("Pero escribí, y me muero por mi cuenta
porque escribí, porque escribí estoy vivo" L.)
Puede haber sido la lluvia. Sí, seguro que fue la lluvia, y caminar debajo de ella (de la lluvia) como una sombra contenta, como una sombra. En las orejas Luar na lubre, en una mano el bolsillo y en la otra el maletín de cuero. En la cabeza la memoria fresca de la historia confusa de Julián y su espera (y sus árboles grandes y chicos), y la recaída en la psicosis infantil de sentir la propia vida como un relato, un relato ajeno: caminar hacia el metro -debajo de la lluvia- como una sombre contenta, como una sombra.

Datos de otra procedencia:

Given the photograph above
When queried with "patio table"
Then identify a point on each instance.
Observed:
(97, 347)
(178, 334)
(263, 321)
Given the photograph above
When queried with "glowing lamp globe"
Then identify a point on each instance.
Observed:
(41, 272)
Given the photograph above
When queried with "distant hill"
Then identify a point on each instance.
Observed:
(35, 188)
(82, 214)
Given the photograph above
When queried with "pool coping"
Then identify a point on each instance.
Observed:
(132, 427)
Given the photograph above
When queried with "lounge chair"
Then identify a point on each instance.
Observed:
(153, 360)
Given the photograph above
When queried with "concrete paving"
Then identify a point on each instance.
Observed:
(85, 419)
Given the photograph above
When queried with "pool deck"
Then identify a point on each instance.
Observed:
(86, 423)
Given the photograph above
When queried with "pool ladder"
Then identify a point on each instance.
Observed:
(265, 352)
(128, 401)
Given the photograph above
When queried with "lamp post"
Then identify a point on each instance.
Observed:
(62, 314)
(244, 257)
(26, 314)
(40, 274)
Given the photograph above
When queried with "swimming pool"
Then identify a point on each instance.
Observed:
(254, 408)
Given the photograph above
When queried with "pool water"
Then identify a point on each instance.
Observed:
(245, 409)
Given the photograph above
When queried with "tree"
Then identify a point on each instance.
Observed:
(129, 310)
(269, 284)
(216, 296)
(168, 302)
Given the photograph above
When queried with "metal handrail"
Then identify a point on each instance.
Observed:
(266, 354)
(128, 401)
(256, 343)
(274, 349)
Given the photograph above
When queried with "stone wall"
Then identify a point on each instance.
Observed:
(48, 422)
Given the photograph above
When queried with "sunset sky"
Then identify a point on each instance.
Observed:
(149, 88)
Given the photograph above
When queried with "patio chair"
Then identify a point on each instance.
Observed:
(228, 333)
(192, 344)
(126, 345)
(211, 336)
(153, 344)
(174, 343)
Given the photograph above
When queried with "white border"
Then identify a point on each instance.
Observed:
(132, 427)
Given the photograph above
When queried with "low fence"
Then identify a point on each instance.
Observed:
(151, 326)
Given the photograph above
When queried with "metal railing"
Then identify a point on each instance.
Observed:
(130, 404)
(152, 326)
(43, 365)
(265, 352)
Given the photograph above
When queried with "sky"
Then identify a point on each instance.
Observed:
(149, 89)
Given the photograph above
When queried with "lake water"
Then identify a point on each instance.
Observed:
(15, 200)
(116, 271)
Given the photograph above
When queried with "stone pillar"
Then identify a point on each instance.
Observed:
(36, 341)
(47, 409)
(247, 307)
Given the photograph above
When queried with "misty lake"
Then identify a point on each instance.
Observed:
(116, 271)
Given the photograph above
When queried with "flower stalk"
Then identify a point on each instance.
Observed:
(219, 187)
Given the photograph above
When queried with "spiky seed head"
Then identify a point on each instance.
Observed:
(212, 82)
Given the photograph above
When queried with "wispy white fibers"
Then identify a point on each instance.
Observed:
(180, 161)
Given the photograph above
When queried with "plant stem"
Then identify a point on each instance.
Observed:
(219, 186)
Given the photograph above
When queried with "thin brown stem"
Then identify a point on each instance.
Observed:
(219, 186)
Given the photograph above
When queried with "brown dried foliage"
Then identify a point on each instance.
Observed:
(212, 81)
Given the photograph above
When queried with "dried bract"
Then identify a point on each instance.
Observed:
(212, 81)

Sobre todo, resulta tremendo saber, de pronto tener la certeza (aunque sea una certeza chica y antiquísima, siempre la misma) de que uno es más confuso y menos urgido que la otra gente del vagón, que la solución a esta angustia que uno trae apelotonada en la garganta (y su causa) no es el estrés -que lo hay-, ni el cansancio, ni la incertidumbre. Saber (y aferrarse a esa rama del árbol chiquitito) que la enfermedad es no-escribir, que uno está pálido, triste y cagado de frío porque hace tiempo que no escribe, y no se puede vivir así. Y ahora mismo, saber que mientras se escribe también se está cagado de frío, y un poco triste, y un poco pálido, pero es otra cosa. Una manera absolutamente distinta de estar igual que antes. Seguro que la lluvia (los cordelitos de agua) tiene que ver, y mañana en la mañana cuando camine otra vez por los mismos sitios voy a ser una sombra menos contenta y más oscura, una sombra que escribió.